Statistical inference of the eigenspace components of a two-dimensional, symmetric rank-two random tensor

Abstract

The eigenspace components (i.e. principal components and principal directions) play a key role in the validation of a symmetric rank-two random tensor, e.g. for strain and stress. They classify deformation and stress patterns in earthquake regions, plate tectonics and glacial isostatic adjustment (postglacial rebound). It is assumed that the strain or stress tensor has been directly observed or indirectly determined by other measurements. According to the Measurement Axiom, such a symmetric rank-two tensor is considered random.

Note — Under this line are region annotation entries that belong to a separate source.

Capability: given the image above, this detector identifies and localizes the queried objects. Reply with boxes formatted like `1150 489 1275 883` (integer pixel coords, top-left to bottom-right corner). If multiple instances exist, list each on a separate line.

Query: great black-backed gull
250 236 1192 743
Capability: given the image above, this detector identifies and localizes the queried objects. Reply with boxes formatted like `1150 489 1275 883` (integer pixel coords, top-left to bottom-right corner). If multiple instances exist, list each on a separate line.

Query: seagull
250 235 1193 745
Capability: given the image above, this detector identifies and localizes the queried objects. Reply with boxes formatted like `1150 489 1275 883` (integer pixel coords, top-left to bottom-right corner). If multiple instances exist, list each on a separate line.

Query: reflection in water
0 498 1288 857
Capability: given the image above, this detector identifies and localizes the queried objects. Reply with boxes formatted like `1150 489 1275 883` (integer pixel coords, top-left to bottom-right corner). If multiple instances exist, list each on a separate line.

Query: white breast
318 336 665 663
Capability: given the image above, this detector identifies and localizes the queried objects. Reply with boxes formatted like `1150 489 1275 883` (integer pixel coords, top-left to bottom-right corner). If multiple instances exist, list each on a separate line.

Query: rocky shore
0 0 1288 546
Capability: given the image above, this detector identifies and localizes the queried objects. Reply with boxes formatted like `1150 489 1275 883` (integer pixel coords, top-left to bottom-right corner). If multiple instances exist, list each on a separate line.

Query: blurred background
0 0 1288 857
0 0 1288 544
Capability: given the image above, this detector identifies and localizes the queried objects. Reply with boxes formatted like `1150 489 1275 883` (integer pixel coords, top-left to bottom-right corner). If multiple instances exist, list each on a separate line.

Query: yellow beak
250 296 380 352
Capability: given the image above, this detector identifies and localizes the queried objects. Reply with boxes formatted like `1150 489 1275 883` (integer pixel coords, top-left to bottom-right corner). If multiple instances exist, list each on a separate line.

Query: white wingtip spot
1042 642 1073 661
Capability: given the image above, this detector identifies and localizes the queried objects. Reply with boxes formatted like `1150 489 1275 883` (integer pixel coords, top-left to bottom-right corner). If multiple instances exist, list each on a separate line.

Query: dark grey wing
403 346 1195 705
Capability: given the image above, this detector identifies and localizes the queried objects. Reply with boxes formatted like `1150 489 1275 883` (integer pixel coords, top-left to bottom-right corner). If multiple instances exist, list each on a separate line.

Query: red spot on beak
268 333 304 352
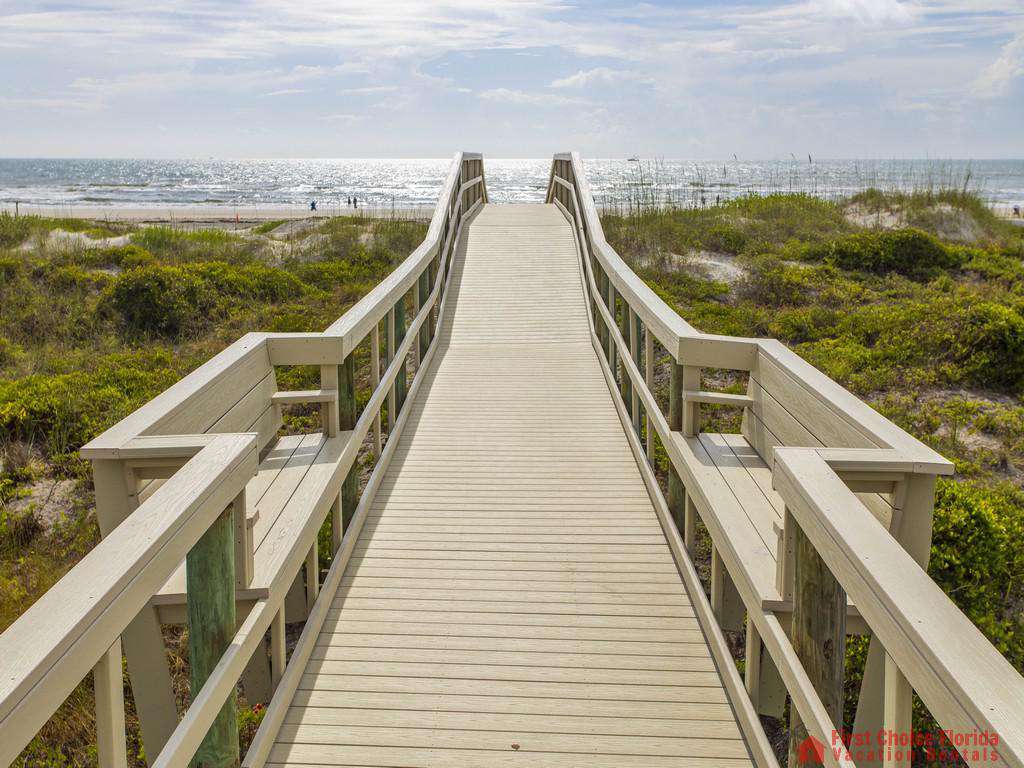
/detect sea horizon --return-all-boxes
[0,156,1024,214]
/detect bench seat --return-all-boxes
[673,432,891,617]
[153,432,351,624]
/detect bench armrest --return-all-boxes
[270,389,338,406]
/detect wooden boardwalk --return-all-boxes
[268,205,751,768]
[9,153,1024,768]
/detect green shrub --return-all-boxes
[106,266,217,337]
[0,211,32,248]
[0,350,180,456]
[104,261,308,338]
[0,336,25,368]
[131,226,259,263]
[742,255,811,307]
[803,228,967,279]
[253,219,287,234]
[928,479,1024,669]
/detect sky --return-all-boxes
[0,0,1024,160]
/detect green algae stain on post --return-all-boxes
[668,359,693,540]
[416,267,430,365]
[185,507,240,768]
[338,352,359,539]
[394,296,406,419]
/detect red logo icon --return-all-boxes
[797,736,825,765]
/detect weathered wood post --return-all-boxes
[668,357,693,557]
[416,266,430,368]
[185,505,240,768]
[92,637,128,768]
[785,510,846,768]
[612,294,633,409]
[629,307,643,437]
[392,296,406,415]
[593,268,608,358]
[92,460,178,755]
[337,351,359,541]
[605,284,617,378]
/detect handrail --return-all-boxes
[0,153,486,768]
[548,153,1024,766]
[0,434,257,765]
[547,153,952,474]
[773,447,1024,765]
[325,153,486,354]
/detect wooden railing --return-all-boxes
[548,153,1024,766]
[0,153,486,768]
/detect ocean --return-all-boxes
[0,158,1024,211]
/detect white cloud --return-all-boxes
[812,0,920,25]
[480,88,580,106]
[338,85,398,96]
[977,32,1024,98]
[551,67,641,88]
[321,113,365,125]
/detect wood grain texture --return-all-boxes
[269,205,751,768]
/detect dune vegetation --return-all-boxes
[0,190,1024,766]
[604,190,1024,757]
[0,215,426,766]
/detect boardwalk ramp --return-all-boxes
[0,153,1024,768]
[268,205,751,768]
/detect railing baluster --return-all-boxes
[786,516,846,768]
[185,507,240,768]
[624,307,643,437]
[92,638,128,768]
[643,326,654,462]
[667,358,693,544]
[391,296,406,415]
[611,293,633,405]
[337,350,359,532]
[877,653,913,768]
[416,268,430,364]
[270,610,286,690]
[370,323,383,459]
[384,308,398,439]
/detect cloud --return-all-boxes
[338,85,398,96]
[812,0,920,26]
[480,88,581,106]
[321,113,365,125]
[976,32,1024,98]
[551,67,642,88]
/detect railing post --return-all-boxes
[611,294,633,403]
[338,350,359,534]
[92,638,128,768]
[391,296,406,415]
[185,507,240,768]
[370,323,383,459]
[416,267,430,364]
[668,358,693,557]
[384,307,398,439]
[785,512,846,768]
[629,307,643,437]
[92,460,178,755]
[876,653,913,768]
[605,278,617,378]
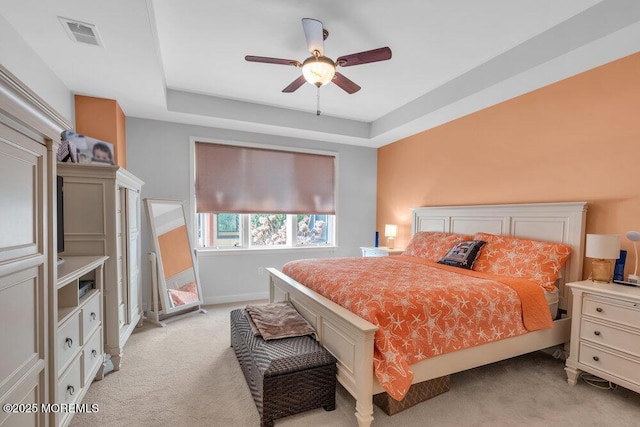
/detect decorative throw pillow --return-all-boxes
[473,233,571,291]
[438,240,486,270]
[402,231,472,262]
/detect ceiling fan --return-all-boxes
[244,18,391,96]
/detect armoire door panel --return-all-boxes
[0,124,46,262]
[0,266,44,395]
[64,179,107,236]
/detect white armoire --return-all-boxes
[58,163,144,372]
[0,65,70,426]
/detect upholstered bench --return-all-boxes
[231,309,336,427]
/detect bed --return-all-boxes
[267,202,587,426]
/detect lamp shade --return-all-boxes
[384,224,398,237]
[585,234,620,259]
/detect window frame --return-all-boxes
[189,136,340,252]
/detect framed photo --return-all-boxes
[61,131,115,165]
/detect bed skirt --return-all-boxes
[373,375,450,415]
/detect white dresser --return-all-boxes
[50,256,107,426]
[58,163,143,372]
[565,280,640,393]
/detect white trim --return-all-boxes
[204,292,269,305]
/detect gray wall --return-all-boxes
[0,16,74,123]
[127,117,377,304]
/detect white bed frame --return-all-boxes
[267,202,587,427]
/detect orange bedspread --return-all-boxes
[282,256,553,400]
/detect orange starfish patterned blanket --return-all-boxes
[282,256,553,400]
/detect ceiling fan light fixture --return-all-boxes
[302,56,336,87]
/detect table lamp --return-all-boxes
[384,224,398,249]
[627,231,640,283]
[585,234,620,283]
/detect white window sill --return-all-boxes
[196,245,338,257]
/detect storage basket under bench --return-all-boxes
[231,309,336,427]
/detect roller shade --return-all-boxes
[196,142,335,214]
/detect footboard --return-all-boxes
[267,268,378,427]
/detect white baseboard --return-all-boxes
[204,291,269,305]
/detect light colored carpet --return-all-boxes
[71,303,640,427]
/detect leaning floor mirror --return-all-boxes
[144,199,206,326]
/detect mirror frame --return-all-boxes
[144,199,203,314]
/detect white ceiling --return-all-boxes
[0,0,640,147]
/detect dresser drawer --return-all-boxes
[82,328,104,387]
[580,318,640,357]
[56,357,82,403]
[578,342,640,385]
[82,293,102,344]
[582,295,640,328]
[56,312,80,375]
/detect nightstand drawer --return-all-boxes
[82,329,104,386]
[582,295,640,328]
[578,343,640,385]
[56,357,81,403]
[82,292,101,344]
[56,312,80,375]
[580,318,640,357]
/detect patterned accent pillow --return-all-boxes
[473,233,571,291]
[402,231,472,262]
[438,240,486,270]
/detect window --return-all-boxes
[197,213,334,248]
[194,141,336,249]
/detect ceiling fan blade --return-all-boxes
[332,71,361,94]
[336,47,391,67]
[282,76,306,93]
[302,18,324,56]
[244,55,302,67]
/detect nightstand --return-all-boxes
[360,246,404,256]
[565,280,640,393]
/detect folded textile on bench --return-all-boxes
[245,301,316,341]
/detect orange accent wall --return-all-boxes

For its statistical inference, the random tensor is assumed to be tensor-valued Gauss–Laplace normally distributed. The eigenspace synthesis relates the eigenspace elements to the observations by means of a nonlinear vector-valued function, thus establishing a special nonlinear multivariate Gauss–Markov model. For its linearized form, the best linear uniformly unbiased estimation (BLUUE) of the eigenspace elements and the best invariant quadratic uniformly unbiased estimate (BIQUUE) of its variance–covariance matrix have been successfully constructed. The related linear hypothesis test has documented large confidence regions for both eigenvalues and eigendirections based upon real measurement configurations. They lead to a statement of caution when dealing with data concerning extension and contraction, as well as the orientation of principal stresses.